Still, we have a clear set of rules designed to limit foreign interference in our elections, to protect our sovereignty. We should be open to rational arguments from abroad but terrified about states playing a larger role than that. This is why we don’t let foreign entities make campaign contributions. We don’t allow noncitizens to vote. Consider our reaction, if an American political leader had pulled this stunt: He would be prosecuted, and drummed from political life. These are unacceptable tactics for an American; they can hardly be more tolerable when executed by a foreign power that wishes us ill.

The DNC dump may not have revealed a conspiracy that could end a candidacy, but it succeeded in casting a pall of anxiety over this election.
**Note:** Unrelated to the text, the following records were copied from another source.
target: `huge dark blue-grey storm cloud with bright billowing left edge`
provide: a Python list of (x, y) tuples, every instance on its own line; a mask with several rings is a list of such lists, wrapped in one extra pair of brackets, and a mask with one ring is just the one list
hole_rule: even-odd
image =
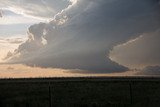
[[(160, 28), (157, 0), (75, 0), (49, 23), (32, 25), (28, 40), (9, 63), (41, 67), (122, 72), (110, 50)], [(44, 44), (45, 42), (45, 44)], [(19, 54), (19, 57), (14, 55)]]

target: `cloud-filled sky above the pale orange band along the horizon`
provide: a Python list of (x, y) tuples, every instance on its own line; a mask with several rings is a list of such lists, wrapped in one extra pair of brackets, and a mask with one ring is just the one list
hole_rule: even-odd
[(0, 0), (0, 8), (7, 64), (90, 73), (160, 66), (158, 0)]

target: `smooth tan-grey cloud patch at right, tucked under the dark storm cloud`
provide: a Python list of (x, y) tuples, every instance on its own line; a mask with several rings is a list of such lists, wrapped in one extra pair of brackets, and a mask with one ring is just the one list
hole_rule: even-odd
[(110, 57), (130, 68), (160, 65), (160, 29), (115, 46)]

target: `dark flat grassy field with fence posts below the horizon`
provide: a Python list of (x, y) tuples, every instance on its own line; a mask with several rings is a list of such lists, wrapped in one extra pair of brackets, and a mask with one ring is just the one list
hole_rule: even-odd
[(160, 78), (0, 79), (0, 107), (160, 107)]

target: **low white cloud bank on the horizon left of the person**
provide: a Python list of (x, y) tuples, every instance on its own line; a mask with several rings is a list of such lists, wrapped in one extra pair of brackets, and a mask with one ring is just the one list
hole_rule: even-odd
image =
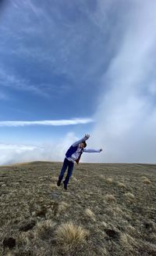
[(0, 164), (15, 164), (33, 160), (64, 160), (66, 150), (77, 140), (73, 132), (57, 143), (44, 143), (43, 145), (15, 145), (0, 144)]

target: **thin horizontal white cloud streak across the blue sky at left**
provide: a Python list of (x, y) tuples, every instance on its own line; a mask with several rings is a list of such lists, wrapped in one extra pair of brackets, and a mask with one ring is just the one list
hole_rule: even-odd
[(93, 122), (91, 118), (73, 118), (69, 120), (44, 120), (44, 121), (0, 121), (0, 126), (27, 126), (27, 125), (74, 125), (74, 124), (88, 124)]

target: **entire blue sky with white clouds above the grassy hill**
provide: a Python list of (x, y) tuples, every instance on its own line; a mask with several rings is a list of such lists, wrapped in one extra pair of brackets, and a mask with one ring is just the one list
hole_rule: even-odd
[(146, 0), (3, 1), (0, 164), (63, 160), (85, 133), (104, 151), (83, 161), (155, 162), (155, 11)]

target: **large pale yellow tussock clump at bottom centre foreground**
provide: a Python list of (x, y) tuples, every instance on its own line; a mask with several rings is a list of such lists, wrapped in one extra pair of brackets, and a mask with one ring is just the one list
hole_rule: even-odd
[(55, 230), (55, 241), (64, 245), (83, 243), (89, 235), (86, 229), (73, 222), (66, 222), (58, 226)]

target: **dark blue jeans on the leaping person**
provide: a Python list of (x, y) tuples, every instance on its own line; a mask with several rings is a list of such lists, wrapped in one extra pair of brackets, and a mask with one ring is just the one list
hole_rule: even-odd
[(64, 174), (66, 172), (66, 169), (68, 168), (68, 172), (67, 172), (67, 175), (66, 175), (66, 178), (65, 178), (65, 181), (64, 181), (65, 185), (68, 184), (69, 179), (70, 179), (70, 177), (71, 177), (71, 175), (73, 173), (73, 166), (74, 166), (74, 163), (65, 158), (65, 160), (63, 162), (61, 173), (59, 175), (60, 182), (62, 181), (62, 178), (63, 178), (63, 176), (64, 176)]

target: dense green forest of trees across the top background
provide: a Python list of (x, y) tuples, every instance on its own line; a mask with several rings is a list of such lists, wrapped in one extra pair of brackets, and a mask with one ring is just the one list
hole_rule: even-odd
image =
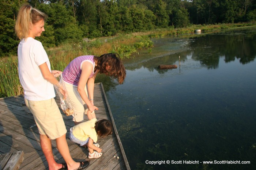
[(16, 54), (14, 24), (24, 3), (48, 15), (39, 38), (45, 47), (158, 28), (256, 21), (256, 0), (1, 0), (0, 57)]

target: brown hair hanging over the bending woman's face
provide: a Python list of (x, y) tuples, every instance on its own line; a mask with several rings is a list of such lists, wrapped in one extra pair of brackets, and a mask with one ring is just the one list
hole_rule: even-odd
[[(99, 73), (113, 76), (117, 78), (119, 84), (123, 83), (126, 76), (126, 70), (118, 54), (107, 53), (99, 57), (94, 56), (94, 61), (97, 62), (96, 69), (99, 70)], [(107, 66), (110, 66), (109, 70), (106, 69)]]

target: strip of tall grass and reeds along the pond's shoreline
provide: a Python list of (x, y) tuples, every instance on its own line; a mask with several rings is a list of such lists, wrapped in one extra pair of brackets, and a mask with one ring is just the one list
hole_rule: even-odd
[[(215, 25), (193, 25), (191, 27), (174, 29), (174, 27), (157, 29), (145, 32), (134, 32), (131, 34), (119, 34), (116, 36), (92, 39), (90, 42), (66, 43), (58, 47), (45, 48), (50, 59), (52, 70), (63, 70), (72, 59), (80, 55), (96, 55), (104, 53), (117, 53), (121, 59), (131, 58), (132, 54), (138, 53), (140, 49), (151, 49), (154, 44), (151, 38), (164, 36), (191, 36), (195, 30), (212, 32), (230, 28), (256, 26), (256, 22), (215, 24)], [(23, 88), (18, 76), (18, 57), (9, 56), (0, 59), (0, 97), (18, 96), (23, 94)]]

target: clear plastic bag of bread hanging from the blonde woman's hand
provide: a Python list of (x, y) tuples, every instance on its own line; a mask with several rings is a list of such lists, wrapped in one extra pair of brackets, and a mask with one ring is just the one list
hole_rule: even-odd
[(65, 84), (62, 78), (62, 74), (60, 74), (59, 76), (60, 81), (57, 85), (53, 85), (54, 89), (56, 90), (57, 94), (60, 97), (60, 107), (63, 110), (63, 112), (65, 113), (65, 115), (70, 116), (74, 113), (74, 110), (72, 109), (72, 105), (71, 102), (69, 100), (68, 95), (63, 96), (63, 94), (60, 92), (60, 87), (62, 89), (65, 90), (65, 92), (67, 92), (67, 89), (65, 88)]

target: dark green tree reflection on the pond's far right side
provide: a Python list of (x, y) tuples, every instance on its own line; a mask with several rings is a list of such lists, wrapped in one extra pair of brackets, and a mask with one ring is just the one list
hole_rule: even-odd
[(219, 58), (222, 56), (225, 57), (225, 62), (234, 61), (236, 58), (242, 64), (254, 61), (256, 57), (256, 33), (234, 34), (205, 35), (196, 41), (191, 41), (189, 46), (194, 49), (192, 58), (200, 61), (209, 69), (218, 68)]

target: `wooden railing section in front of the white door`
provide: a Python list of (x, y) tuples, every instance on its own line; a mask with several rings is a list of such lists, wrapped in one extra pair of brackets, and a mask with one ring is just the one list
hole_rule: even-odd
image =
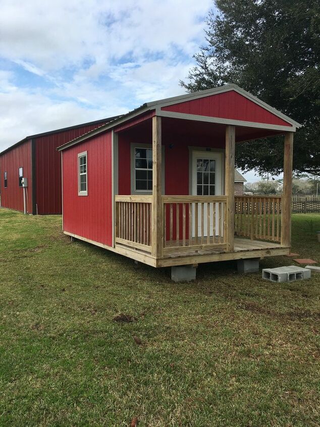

We know that the Russians have a further stash of documents from the DNC and another set of document purloined from the Clinton Foundation. In other words, Vladimir Putin is now treating American democracy with the same respect he accords his own. The best retaliation isn’t a military one, or to respond in kind. It’s to defeat his pet candidate and to force him to watch the inauguration of the woman he so abhors.”

Contrary to the coverage of the mainstream media,  these leaked DNC E Mails are more significant because of the source of their leakage and represents an attempt by Vladimir Putin to sway our Presidential election towards a candidate favorable to Vladimir Putin.  I’ll explore this further in a followup piece tomorrow,   but I think I’ve presented enough already to chill you and to get you to see how important this election has become.